While so many teams have bottomed out after saying goodbye to a centrepiece player, the Spurs have somehow flourished. They have won at least 60 games in backto-back seasons for the first time in franchise history. They will enter the Western Conference playoffs as the No. 2 seed, one of the few real challengers to prevent Golden State from a third straight trip to the NBA Finals.
“They exploit everything that you’re not doing well,” LeBron James said after Cleveland’s 29-point loss March 27 in San Antonio. “They are a well-oiled machine.”
Duncan wasn’t a larger-thanlife presence like Kobe Bryant or Michael Jordan, but there is no overstating the importance of his quiet leadership and calming influence to the Spurs’ success.

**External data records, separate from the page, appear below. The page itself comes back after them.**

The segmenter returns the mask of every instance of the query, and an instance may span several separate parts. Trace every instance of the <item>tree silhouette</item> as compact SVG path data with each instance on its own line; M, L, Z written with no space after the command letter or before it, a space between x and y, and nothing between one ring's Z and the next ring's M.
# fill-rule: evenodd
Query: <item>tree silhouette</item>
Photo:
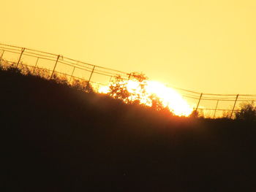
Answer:
M256 107L252 103L244 103L241 110L235 113L236 119L247 121L256 121Z

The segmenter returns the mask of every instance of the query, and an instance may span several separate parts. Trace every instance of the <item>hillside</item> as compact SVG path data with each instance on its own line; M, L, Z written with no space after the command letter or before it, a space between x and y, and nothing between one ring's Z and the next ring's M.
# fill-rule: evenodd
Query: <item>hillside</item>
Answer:
M0 71L1 191L254 191L255 124L168 117Z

“When he was there, there were things that didn’t need to be said,” Manu Ginobili said of Duncan. “You see his look and you know how to react when you are doing things right and when you are not. We are not going to have that because there is not a player with that type of weight, with that type of charisma and legend status. So with the ones we have, we try to do the best, try to be the best for each other and help each other as much as we can.”
In a league built on stars, losing one can be devastating to a franchise.
When Larry Bird retired from the Celtics, Boston made the playoffs just twice in the next nine years, including six straight trips to the lottery.
When Jordan walked away after leading the 62-win Bulls to the franchise’s sixth championship in 1998, Chicago won just 13 games the next lockout-shortened year and missed the playoffs in six straight seasons. Karl Malone left the Jazz to chase a championship with the Lakers in 2003-04, which ended Utah’s run of 20 straight playoff seasons. The Lakers crumbled when Bryant’s body gave out. The Cavaliers imploded when James left for Miami.
Popovich and general manager RC Buford decided defence would be the key to surviving without Duncan.
“If times came where we didn’t have enough offensive punch, if we established a good defensive program, it would sustain us and allow us to be in ball games more than other organizations were in the past when they lost their star,” Popovich said.
The Spurs have led the league in defensive efficiency eight times and finished in the top three seven more times in Popovich’s 20 seasons on the bench, a philosophical backbone that gives them a margin for error when the shots aren’t falling.
On offence, the ball movement and unselfishness generally keep individual statistics from jumping off the page, but also make the team less reliant on a single transcendent scorer.
And they have also been a little bit lucky with the emergence of Kawhi Leonard, the 15th overall pick in 2011 who was acquired in a draft night trade and is now a legitimate league MVP candidate.
“We didn’t trade for him and say, ‘He’s going to be first-team AllNBA,’” Popovich said with a chuckle. “If RC told you that, he lied to you.”